From: Zhu Yanjun <yanjun.zhu@linux.dev>
To: Joe Klein <joe.klein812@gmail.com>
Cc: zyjzyj2000@gmail.com, jgg@ziepe.ca, leon@kernel.org,
linux-rdma@vger.kernel.org
Subject: Re: [PATCH 1/1] RDMA/rxe: Fix the warning "__rxe_cleanup+0x12c/0x170 [rdma_rxe]"
Date: Tue, 14 Jan 2025 10:21:19 +0100 [thread overview]
Message-ID: <0fb49f1e-e8a8-42fb-b448-2e168a8b2940@linux.dev> (raw)
In-Reply-To: <CAHjRaAeCAUw3WGjKxvFqT_5XCTut-LbnrTKgPpLshn1jmH50Pg@mail.gmail.com>
On 13.01.25 14:28, Joe Klein wrote:
> On Fri, Jan 10, 2025 at 5:09 PM Zhu Yanjun <yanjun.zhu@linux.dev> wrote:
>>
>> The Call Trace is as below:
>> "
>> <TASK>
>> ? show_regs.cold+0x1a/0x1f
>> ? __rxe_cleanup+0x12c/0x170 [rdma_rxe]
>> ? __warn+0x84/0xd0
>> ? __rxe_cleanup+0x12c/0x170 [rdma_rxe]
>> ? report_bug+0x105/0x180
>> ? handle_bug+0x46/0x80
>> ? exc_invalid_op+0x19/0x70
>> ? asm_exc_invalid_op+0x1b/0x20
>> ? __rxe_cleanup+0x12c/0x170 [rdma_rxe]
>> ? __rxe_cleanup+0x124/0x170 [rdma_rxe]
>> rxe_destroy_qp.cold+0x24/0x29 [rdma_rxe]
>> ib_destroy_qp_user+0x118/0x190 [ib_core]
>> rdma_destroy_qp.cold+0x43/0x5e [rdma_cm]
>> rtrs_cq_qp_destroy.cold+0x1d/0x2b [rtrs_core]

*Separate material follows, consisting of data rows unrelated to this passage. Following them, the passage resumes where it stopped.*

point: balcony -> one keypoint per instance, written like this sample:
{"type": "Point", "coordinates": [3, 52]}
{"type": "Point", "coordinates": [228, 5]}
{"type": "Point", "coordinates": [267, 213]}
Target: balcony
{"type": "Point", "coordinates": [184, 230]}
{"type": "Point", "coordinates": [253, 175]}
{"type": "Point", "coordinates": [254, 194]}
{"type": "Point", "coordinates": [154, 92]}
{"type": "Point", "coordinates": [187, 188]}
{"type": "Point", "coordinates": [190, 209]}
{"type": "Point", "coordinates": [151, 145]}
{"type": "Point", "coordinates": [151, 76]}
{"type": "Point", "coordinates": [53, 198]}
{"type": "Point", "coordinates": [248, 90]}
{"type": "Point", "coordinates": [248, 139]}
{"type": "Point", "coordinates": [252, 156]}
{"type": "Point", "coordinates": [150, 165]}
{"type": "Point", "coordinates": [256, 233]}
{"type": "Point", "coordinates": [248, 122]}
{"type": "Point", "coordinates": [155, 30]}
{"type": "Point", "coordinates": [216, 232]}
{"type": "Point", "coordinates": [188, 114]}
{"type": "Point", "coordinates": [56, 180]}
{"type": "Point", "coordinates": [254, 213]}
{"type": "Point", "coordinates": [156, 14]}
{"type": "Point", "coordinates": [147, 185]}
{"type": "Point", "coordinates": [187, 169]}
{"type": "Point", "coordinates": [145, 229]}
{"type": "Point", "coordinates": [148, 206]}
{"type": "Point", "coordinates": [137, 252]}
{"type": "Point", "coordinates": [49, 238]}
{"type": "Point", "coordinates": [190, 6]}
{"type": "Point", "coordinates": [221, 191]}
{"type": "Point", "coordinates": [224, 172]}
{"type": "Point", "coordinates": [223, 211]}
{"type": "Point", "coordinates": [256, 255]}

>> rtrs_srv_close_work.cold+0x1b/0x31 [rtrs_server]
>> process_one_work+0x21d/0x3f0
>> worker_thread+0x4a/0x3c0
>> ? process_one_work+0x3f0/0x3f0
>> kthread+0xf0/0x120
>> ? kthread_complete_and_exit+0x20/0x20
>> ret_from_fork+0x22/0x30
>> </TASK>
>> "
>> When too many rdma resources are allocated, rxe needs more time to
>> handle these rdma resources. Sometimes with the current timeout, rxe
>> can not release the rdma resources correctly.
>>
>> Compared with other rdma drivers, a bigger timeout is used.
>>
>> Fixes: 215d0a755e1b ("RDMA/rxe: Stop lookup of partially built objects")
>> Signed-off-by: Zhu Yanjun <yanjun.zhu@linux.dev>
>
> We tested this patch. All the tests can pass with this patch.
Thanks a lot. Appreciate your testing.
Zhu Yanjun
>
> Tested-by: Joe Klein <joe.klein812@gmail.com>
>
>> ---
>> drivers/infiniband/sw/rxe/rxe_pool.c | 11 +++++------
>> 1 file changed, 5 insertions(+), 6 deletions(-)
>>
>> diff --git a/drivers/infiniband/sw/rxe/rxe_pool.c b/drivers/infiniband/sw/rxe/rxe_pool.c
>> index 67567d62195e..d9cb682fd71f 100644
>> --- a/drivers/infiniband/sw/rxe/rxe_pool.c
>> +++ b/drivers/infiniband/sw/rxe/rxe_pool.c
>> @@ -178,7 +178,6 @@ int __rxe_cleanup(struct rxe_pool_elem *elem, bool sleepable)
>> {
>> struct rxe_pool *pool = elem->pool;
>> struct xarray *xa = &pool->xa;
>> - static int timeout = RXE_POOL_TIMEOUT;
>> int ret, err = 0;
>> void *xa_ret;
>>
>> @@ -202,19 +201,19 @@ int __rxe_cleanup(struct rxe_pool_elem *elem, bool sleepable)
>> * return to rdma-core
>> */
>> if (sleepable) {
>> - if (!completion_done(&elem->complete) && timeout) {
>> + if (!completion_done(&elem->complete)) {
>> ret = wait_for_completion_timeout(&elem->complete,
>> - timeout);
>> + msecs_to_jiffies(50000));
>>
>> /* Shouldn't happen. There are still references to
>> * the object but, rather than deadlock, free the
>> * object or pass back to rdma-core.
>> */
>> if (WARN_ON(!ret))
>> - err = -EINVAL;
>> + err = -ETIMEDOUT;
>> }
>> } else {
>> - unsigned long until = jiffies + timeout;
>> + unsigned long until = jiffies + RXE_POOL_TIMEOUT;
>>
>> /* AH objects are unique in that the destroy_ah verb
>> * can be called in atomic context. This delay
>> @@ -226,7 +225,7 @@ int __rxe_cleanup(struct rxe_pool_elem *elem, bool sleepable)
>> mdelay(1);
>>
>> if (WARN_ON(!completion_done(&elem->complete)))
>> - err = -EINVAL;
>> + err = -ETIMEDOUT;
>> }
>>
>> if (pool->cleanup)
>> --
>> 2.34.1
>>
>>
next prev parent reply other threads:[~2025-01-14 9:21 UTC|newest]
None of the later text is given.